Las lágrimas me nublaron la vista.
“No todo el tiempo. Lo sospechaba. Luego lo supe. Pero no podía decirlo. No podía dejar que se acercara a ti. Cambié nuestros nombres. Me mudé dos veces. Construí todo en torno a tu seguridad.”
La manija de la puerta principal vibraba.
Mi padre levantó la vista bruscamente.
“Vine aquí esta noche porque Rachel se escapó hace dos días”, dijo.
“Ella llegó a un refugio en Ohio. Me llamaron después de que ella diera mi nombre. Sabía que la policía empezaría a hacer preguntas. Sabía que él entraría en pánico.”
—¿Él? —pregunté.
Asintió con la cabeza hacia la puerta.
“Daniel Harper llevaba un registro. Lo grababa todo. Cobraba indemnizaciones de seguros, chantajeaba, sacaba dinero. Hacía el trabajo sucio, pero nunca confió en mí. Si Rachel reaparecía, vendría a por las dos.”
Como si hubiera sido invocado, un disparo atravesó la ventana principal.
El cristal estalló hacia adentro.
Mi madre gritó.
Rachel se dejó caer al suelo.
Tiré de Noah hacia abajo justo cuando otro disparo impactó contra la pared que estaba sobre nosotros.

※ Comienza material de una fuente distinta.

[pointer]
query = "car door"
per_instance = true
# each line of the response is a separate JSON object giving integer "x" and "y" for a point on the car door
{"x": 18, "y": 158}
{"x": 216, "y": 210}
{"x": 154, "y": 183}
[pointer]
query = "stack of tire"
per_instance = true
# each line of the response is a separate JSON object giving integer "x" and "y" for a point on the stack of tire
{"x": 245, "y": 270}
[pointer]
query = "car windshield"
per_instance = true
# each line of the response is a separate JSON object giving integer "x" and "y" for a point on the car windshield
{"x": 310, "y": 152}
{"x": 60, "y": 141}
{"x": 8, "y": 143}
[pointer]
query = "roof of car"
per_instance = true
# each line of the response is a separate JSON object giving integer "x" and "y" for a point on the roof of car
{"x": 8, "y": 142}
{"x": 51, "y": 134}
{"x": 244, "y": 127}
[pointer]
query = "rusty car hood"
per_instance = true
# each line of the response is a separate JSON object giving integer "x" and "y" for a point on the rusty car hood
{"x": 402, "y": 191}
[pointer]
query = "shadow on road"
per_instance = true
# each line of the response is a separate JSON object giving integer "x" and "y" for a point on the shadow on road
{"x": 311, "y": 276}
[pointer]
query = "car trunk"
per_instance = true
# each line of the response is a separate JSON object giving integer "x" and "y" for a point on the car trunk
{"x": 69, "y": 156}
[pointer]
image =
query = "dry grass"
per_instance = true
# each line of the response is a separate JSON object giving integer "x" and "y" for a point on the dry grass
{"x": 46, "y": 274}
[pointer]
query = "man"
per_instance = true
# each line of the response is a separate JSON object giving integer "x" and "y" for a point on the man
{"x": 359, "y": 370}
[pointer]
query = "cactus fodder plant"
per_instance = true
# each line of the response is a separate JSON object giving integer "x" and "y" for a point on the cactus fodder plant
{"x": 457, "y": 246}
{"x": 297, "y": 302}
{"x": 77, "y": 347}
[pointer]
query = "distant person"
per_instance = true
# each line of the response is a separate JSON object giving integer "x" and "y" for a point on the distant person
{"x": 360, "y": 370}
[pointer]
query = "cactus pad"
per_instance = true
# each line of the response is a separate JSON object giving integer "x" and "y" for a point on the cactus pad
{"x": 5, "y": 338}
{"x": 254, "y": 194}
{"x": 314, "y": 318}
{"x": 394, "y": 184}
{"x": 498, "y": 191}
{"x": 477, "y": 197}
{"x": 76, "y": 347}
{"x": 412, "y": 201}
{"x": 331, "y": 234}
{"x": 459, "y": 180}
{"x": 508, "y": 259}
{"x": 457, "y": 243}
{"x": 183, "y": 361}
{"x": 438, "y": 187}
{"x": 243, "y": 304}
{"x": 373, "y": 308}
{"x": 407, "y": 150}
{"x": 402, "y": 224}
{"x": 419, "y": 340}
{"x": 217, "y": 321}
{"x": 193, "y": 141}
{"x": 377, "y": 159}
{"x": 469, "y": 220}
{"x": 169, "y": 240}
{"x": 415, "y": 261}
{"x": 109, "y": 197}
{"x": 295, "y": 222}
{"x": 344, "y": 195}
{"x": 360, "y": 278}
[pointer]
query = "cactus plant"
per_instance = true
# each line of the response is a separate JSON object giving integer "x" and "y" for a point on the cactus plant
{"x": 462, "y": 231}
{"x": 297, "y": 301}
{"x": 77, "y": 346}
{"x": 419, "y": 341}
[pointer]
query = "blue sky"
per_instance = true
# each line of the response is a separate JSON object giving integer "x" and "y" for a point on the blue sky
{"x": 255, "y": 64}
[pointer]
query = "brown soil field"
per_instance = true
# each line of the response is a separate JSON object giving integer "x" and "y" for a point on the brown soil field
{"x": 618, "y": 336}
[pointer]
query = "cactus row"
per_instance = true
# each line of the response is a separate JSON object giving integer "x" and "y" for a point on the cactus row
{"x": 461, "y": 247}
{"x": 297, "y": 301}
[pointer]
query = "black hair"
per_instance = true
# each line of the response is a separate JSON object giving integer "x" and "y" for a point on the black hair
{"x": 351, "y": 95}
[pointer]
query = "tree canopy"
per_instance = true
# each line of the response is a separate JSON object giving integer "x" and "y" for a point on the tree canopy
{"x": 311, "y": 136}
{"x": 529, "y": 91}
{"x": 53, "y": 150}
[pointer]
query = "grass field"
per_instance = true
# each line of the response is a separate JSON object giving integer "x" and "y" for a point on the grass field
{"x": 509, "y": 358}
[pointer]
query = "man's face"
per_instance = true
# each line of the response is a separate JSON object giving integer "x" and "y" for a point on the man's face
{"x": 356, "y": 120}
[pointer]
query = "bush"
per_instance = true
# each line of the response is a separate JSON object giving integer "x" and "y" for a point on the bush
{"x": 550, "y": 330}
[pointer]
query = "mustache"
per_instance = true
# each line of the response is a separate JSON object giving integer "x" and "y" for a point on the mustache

“¡Pasillo trasero!”, gritó mi padre.
Corrimos.
La alarma de la casa sonó con fuerza y las luces rojas parpadearon.
Mi padre abrió de golpe la puerta del cuarto de servicio que daba al garaje, y entonces se quedó paralizado.
Daniel Harper ya estaba dentro.
Más viejo, más corpulento, con una cicatriz en un lado de la cara por una vieja quemadura, pero inconfundible.
Sostenía una pistola en una mano y un llavero en la otra, sonriendo como si hubiera venido para una broma privada.
—Tom —dijo—. Siempre esperabas demasiado.
Rachel se encogió detrás de mí.
Noah permanecía de pie junto a mi hombro, respirando con dificultad.
Los ojos de Daniel recorrieron a todos nosotros y luego se posaron en Noé.
Por primera vez, su sonrisa flaqueó.
—Bueno —murmuró—. Qué lástima.
Mi padre se interpuso entre nosotros.
—Te di dinero —dijo—. Deberías haberte quedado fuera.
Daniel se rió.
“Me diste lo suficiente para desaparecer. No lo suficiente para perdonar.”
Levantó el arma.
Todo sucedió a la vez.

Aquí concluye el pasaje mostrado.